Lawmakers will have to whittle the candidates down to a final two by July 21, before a postal ballot of the Conservative Party's 200,000 members takes place over the summer.

Bob Blackman, a Conservative lawmaker who sits on the executive of the 1922 Committee which sets the rules, said the process would be finalised on Monday evening.

He expected candidates to secure the support of about 20 lawmakers to proceed to the first round of voting, before further ballots decide a final two.

Already the battle for the top job is becoming personal.

The former finance minister Sajid Javid, another of the candidates, criticised what he called "poisonous gossip" and "attack memos" delivered by some colleagues over the weekend.

"This isn't the House of Cards or the Game of Thrones, and the people who are here just because they enjoy the game, they are in the wrong place," he said. "This is a time for pulling together, not apart."

The race followed one of the most tumultuous periods in modern British political history, when more than 50 government ministers and aides quit, denouncing Johnson's character, integrity and inability to tell the truth.

With many lawmakers unhappy with the disgraced Johnson remaining in office until a successor is found, the party is looking to accelerate the election process.

TAX CUTS

The issue of tax cuts was fast becoming the central battle in the race with nearly all of the candidates promising to cut business or personal taxes.

Setting out her pitch, Truss, who has held ministerial jobs in a number of government departments including trade, justice and the treasury, said she would reverse the recent rise in National Insurance contributions and signalled a cut to corporation tax.

Fellow contenders Jeremy Hunt and Javid both pledged to cut corporation tax, while the former defence minister Penny Mordaunt has promised to cut fuel duty.

Former finance minister Rishi Sunak is the early front runner, but he is the only candidate who has played down the prospect of imminent tax cuts, saying the adoption of "comforting fairy tales" would leave future generations worse off.

This has prompted his rivals to attack his economic record after the tax burden rose to the highest level since the 1950s. One lawmaker confirmed that a dossier criticising Sunak's record had been circulating on lawmaker WhatsApp groups.

"FANTASY ECONOMICS"

Nadhim Zahawi, appointed finance minister in the turmoil of last week, said he was also being targeted by rivals after media reports raised questions about the former businessman's personal finances and tax record.

Whoever wins the leadership race will be faced with a daunting in-tray.

Britain's economy is facing rocketing inflation, high debt, and low growth, with people coping with the tightest squeeze on their finances in decades, all set against a backdrop of an energy crunch exacerbated by the war in Ukraine which has sent fuel prices soaring.

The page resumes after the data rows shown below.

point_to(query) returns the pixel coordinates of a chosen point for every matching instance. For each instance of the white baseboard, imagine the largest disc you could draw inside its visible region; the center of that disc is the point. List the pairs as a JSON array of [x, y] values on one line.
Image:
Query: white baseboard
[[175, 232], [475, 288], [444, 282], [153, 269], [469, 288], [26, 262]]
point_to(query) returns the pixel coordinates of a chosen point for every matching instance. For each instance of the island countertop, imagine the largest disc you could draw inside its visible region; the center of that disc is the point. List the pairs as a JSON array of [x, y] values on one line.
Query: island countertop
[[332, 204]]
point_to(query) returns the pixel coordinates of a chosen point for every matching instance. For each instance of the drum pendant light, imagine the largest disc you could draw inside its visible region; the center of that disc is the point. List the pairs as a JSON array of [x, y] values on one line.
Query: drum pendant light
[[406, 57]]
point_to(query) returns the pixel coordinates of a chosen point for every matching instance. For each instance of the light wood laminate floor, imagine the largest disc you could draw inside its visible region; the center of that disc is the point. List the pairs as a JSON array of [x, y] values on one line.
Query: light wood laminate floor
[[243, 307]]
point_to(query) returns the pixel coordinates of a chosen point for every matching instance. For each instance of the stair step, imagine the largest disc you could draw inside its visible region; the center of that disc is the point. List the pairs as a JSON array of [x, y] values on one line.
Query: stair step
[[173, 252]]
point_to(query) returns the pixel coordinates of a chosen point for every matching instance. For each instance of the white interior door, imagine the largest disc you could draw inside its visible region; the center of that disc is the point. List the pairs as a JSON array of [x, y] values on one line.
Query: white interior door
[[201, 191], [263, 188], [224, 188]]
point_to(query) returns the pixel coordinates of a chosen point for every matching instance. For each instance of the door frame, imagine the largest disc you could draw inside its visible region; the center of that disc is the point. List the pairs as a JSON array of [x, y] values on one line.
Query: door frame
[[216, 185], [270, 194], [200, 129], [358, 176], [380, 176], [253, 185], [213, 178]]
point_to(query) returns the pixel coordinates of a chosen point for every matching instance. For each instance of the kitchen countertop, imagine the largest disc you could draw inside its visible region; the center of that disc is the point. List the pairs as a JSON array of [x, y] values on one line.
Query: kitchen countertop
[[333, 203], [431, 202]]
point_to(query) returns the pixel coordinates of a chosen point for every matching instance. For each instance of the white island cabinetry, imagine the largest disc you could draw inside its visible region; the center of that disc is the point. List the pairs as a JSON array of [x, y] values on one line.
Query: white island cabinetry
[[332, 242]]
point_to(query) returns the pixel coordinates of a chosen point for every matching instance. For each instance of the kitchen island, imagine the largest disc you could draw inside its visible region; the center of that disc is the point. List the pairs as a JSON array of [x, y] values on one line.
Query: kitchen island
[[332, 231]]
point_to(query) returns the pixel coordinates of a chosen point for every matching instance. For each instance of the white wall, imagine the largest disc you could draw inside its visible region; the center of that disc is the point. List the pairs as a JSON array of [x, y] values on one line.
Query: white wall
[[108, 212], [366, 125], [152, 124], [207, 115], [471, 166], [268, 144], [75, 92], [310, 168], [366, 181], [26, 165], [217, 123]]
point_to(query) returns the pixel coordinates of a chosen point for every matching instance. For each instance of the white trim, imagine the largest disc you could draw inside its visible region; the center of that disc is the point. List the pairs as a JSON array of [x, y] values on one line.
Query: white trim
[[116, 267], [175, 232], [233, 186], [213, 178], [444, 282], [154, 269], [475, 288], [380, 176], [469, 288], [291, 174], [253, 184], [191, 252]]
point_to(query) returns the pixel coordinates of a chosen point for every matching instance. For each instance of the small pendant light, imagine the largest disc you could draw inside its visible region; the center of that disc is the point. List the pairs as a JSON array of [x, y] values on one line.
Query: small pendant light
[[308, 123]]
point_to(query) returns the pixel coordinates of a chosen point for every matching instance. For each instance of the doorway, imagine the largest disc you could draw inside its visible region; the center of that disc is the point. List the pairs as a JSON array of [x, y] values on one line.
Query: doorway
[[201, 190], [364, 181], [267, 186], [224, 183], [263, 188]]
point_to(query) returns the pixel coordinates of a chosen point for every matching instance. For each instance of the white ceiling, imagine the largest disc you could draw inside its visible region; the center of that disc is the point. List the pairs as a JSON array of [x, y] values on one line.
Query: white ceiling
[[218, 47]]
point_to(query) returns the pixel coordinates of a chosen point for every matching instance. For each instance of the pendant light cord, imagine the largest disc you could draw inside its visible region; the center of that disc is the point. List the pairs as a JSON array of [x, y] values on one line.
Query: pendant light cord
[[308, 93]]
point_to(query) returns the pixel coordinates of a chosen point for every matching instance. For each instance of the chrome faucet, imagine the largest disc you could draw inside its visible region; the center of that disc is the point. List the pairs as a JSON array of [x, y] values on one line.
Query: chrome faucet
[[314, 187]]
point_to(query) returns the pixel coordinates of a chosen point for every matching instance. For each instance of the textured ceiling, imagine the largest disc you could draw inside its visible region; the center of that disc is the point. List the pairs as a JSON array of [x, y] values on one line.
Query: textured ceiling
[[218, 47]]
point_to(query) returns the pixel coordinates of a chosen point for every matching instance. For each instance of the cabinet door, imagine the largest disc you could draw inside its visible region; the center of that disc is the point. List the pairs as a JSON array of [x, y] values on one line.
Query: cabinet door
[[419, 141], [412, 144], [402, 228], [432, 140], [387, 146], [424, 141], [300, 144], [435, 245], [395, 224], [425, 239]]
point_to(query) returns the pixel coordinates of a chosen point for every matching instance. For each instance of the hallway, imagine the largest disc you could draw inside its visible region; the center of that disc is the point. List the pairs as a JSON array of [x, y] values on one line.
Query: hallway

On the issue of immigration, all the main leadership candidates have pledged to keep the government's policy of sending asylum seekers to Rwanda, showing how the party has moved to the right of the political spectrum in recent years.

Other candidates include the attorney general, Suella Braverman, the chair of parliament's foreign affairs committee Tom Tugendhat, and the transport secretary Grant Shapps.

One Conservative member of parliament said he was astonished by the number of his people entering the leadership contest.

"I shouldn't be surprised by the ambitions and the delusions of some of my colleagues, but I am," he said. "I expect we will narrow down the list of candidates very quickly."

The opposition labour leader Keir Starmer in a speech took aim at an "arms race of fantasy economics" from the Conservative leadership candidates, claiming that more than 200 billion pounds ($239 billion) of commitments made by them over the weekend were unfunded.

Johnson has declined to endorse any of the candidates.